E questa “inattività” di Maria è stigmatizzata dalla sorella che, in buona fede, vuole fare bella figura con Gesù donandogli il meglio! Marta ama sinceramente Cristo e cerca di dimostrarglielo come ne è capace! Il Maestro di Nazareth, invece, rimprovera bonariamente la donna sottolineando l’atteggiamento corretto di Maria che, nella sua semplicità, ha scoperto che cosa è davvero necessario per la vita dell’uomo: ascoltare Dio!
Il grande errore di Marta è credere di poter accogliere degnamente Gesù nella sua casa! In realtà è Cristo che accoglie la famiglia di Betania nella sua dinamica di amore offrendole quella parola di salvezza che libera gli uomini dalle ansie e dagli affanni della vita. Marta, come ogni buona persona religiosa, pensa di poter meritare la benevolenza e l’attenzione di Dio con le proprie opere e i propri meriti. È la grande illusione! Dio non mi ama perché compio perfettamente quei gesti religiosi che mi sono richiesti dalle leggi e dalle norme della Chiesa, Dio mi ama indipendentemente dai miei meriti e dalle mie capacità, dalla mia fedeltà, dalla mia purezza, dalla mia coerenza! Il suo amore viene sempre prima e non è condizionato dai miei risultati!
Maria questo lo ha scoperto per cui lascia che sia Gesù ad accoglierla e a introdurla nel mistero della sua persona e della sua missione di salvezza! Il modo più bello per ospitare Gesù è proprio quello di farlo parlare, di riconoscere che l’unica cosa davvero importante, necessaria, imprescindibile è nutrirsi della sua Parola. Marta si preoccupa – e anche giustamente – del banchetto, ma non si accorge che il cibo che serve a sostenere la vita dell’uomo, lo sta già servendo Gesù!
La grandezza di Maria risiede nella sua umiltà: ella riconosce di non poter offrire niente a Cristo se non la sua disponibilità all’ascolto. Non ha nulla da dargli, ma ha solo da ricevere!

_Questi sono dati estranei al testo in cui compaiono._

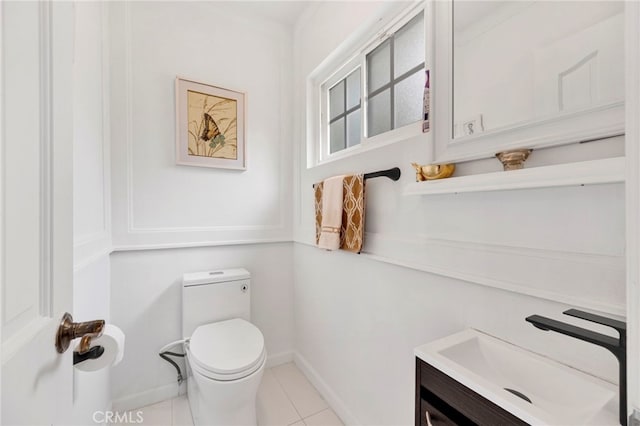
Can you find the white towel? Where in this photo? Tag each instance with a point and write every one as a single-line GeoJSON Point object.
{"type": "Point", "coordinates": [332, 196]}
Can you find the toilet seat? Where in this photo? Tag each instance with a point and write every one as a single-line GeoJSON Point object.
{"type": "Point", "coordinates": [226, 350]}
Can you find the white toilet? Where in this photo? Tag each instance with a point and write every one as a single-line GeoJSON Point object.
{"type": "Point", "coordinates": [225, 352]}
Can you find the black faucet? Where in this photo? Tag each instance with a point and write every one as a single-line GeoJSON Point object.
{"type": "Point", "coordinates": [617, 347]}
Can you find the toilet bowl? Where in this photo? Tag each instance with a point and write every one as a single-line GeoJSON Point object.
{"type": "Point", "coordinates": [225, 364]}
{"type": "Point", "coordinates": [225, 353]}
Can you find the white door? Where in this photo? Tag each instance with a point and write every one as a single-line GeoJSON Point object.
{"type": "Point", "coordinates": [36, 254]}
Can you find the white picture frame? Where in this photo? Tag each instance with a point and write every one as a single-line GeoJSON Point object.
{"type": "Point", "coordinates": [210, 126]}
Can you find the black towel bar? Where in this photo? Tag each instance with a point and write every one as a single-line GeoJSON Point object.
{"type": "Point", "coordinates": [393, 174]}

In realtà Gesù, in questo famoso brano evangelico spesso male interpretato, non vuole contrapporre l’azione alla contemplazione: nell’esperienza cristiana esse sono entrambe necessarie, anzi l’una illumina l’altra, l’una purifica l’altra. Un’azione senza contemplazione condurrebbe semplicemente al filantropismo, all’aggregazione fine a sé stessa, ad un umanesimo accartocciato sul presente. Viceversa una contemplazione senza azione porterebbe ad uno spiritualismo disincarnato, ad un intimismo asfissiante, ad un narcisismo interiore.

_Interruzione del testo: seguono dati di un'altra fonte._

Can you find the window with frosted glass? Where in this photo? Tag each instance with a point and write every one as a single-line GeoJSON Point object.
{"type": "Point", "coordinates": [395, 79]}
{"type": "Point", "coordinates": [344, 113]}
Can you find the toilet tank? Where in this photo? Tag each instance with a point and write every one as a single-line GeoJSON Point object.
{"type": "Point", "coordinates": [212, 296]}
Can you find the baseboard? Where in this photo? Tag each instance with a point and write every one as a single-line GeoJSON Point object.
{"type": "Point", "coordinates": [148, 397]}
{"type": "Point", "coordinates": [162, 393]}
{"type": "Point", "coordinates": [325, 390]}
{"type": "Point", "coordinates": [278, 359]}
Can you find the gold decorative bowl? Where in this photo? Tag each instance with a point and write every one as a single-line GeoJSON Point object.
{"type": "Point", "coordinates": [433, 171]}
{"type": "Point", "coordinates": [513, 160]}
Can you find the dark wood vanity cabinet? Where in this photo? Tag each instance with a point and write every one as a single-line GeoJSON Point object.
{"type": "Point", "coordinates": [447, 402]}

Gesù, cioè, non rimbrotta Marta perché sta lavorando, ma perché sta lavorando male, perché, cioè, si lascia schiacciare dall’ansia, dall’affanno, dal desiderio di fare bella figura. Marta mette al centro sé stessa, scommette troppo sulle proprie forze e capacità. È cosi presa da sé stessa che non sente l’esigenza di fermarsi per nutrirsi di quel cibo che Gesù sta offrendo a Maria. In fondo Cristo le sta dicendo: “Marta guarda che se vai avanti così, se non trovi il tempo per ascoltare Dio, per lasciarti riempire da Lui, prima o poi cadrai a terra sfinita, perché l’amore vero, una speranza certa, un senso profondo da dare all’esistenza, una meta bella da perseguire, da sola non puoi conquistarli. È una illusione che può costare parecchio!”

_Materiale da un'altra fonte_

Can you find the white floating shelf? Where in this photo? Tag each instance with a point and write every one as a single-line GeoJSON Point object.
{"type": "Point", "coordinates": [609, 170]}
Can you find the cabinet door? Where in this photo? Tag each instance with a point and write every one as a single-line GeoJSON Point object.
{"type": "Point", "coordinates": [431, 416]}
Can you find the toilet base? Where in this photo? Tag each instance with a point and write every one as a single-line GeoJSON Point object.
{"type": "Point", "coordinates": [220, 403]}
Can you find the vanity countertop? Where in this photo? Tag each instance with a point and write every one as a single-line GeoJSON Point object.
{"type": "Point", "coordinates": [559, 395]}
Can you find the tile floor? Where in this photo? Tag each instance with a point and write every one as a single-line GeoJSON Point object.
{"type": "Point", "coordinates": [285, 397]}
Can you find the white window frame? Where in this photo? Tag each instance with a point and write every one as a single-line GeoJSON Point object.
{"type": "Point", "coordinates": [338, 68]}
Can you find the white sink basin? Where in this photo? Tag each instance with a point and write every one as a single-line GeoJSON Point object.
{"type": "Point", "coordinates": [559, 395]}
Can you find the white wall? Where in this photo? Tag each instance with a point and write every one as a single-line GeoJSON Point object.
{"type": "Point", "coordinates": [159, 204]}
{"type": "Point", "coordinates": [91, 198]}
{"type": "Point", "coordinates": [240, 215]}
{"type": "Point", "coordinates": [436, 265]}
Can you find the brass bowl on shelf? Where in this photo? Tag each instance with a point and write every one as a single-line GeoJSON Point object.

Certo che anche Maria corre un rischio: quello di rimanere sempre ai piedi del Maestro, di vivere cioè una esperienza religiosa ripiegata sul proprio io, non aperta al servizio, alla condivisione di quell’amore del quale si è sentita investita in maniera improvvisa ed immeritata! La prova del nove della fede è sempre la carità! Un cristiano vero dovrebbe avere i calli sulle ginocchia e i calli nelle mani: se mancano da qualche parte… beh allora c’è qualcosa che non va!
La fede, dunque, nasce dall’ascolto stupito di un Dio che parla al cuore dell’uomo e dice Parole che l’uomo da solo non è capace di pronunciare, ma per vivere, essa ha bisogno di incarnarsi nel quotidiano dell’uomo, spesso ferito e deluso dalla vita. Ha bisogno di trasfigurarsi nell’amore!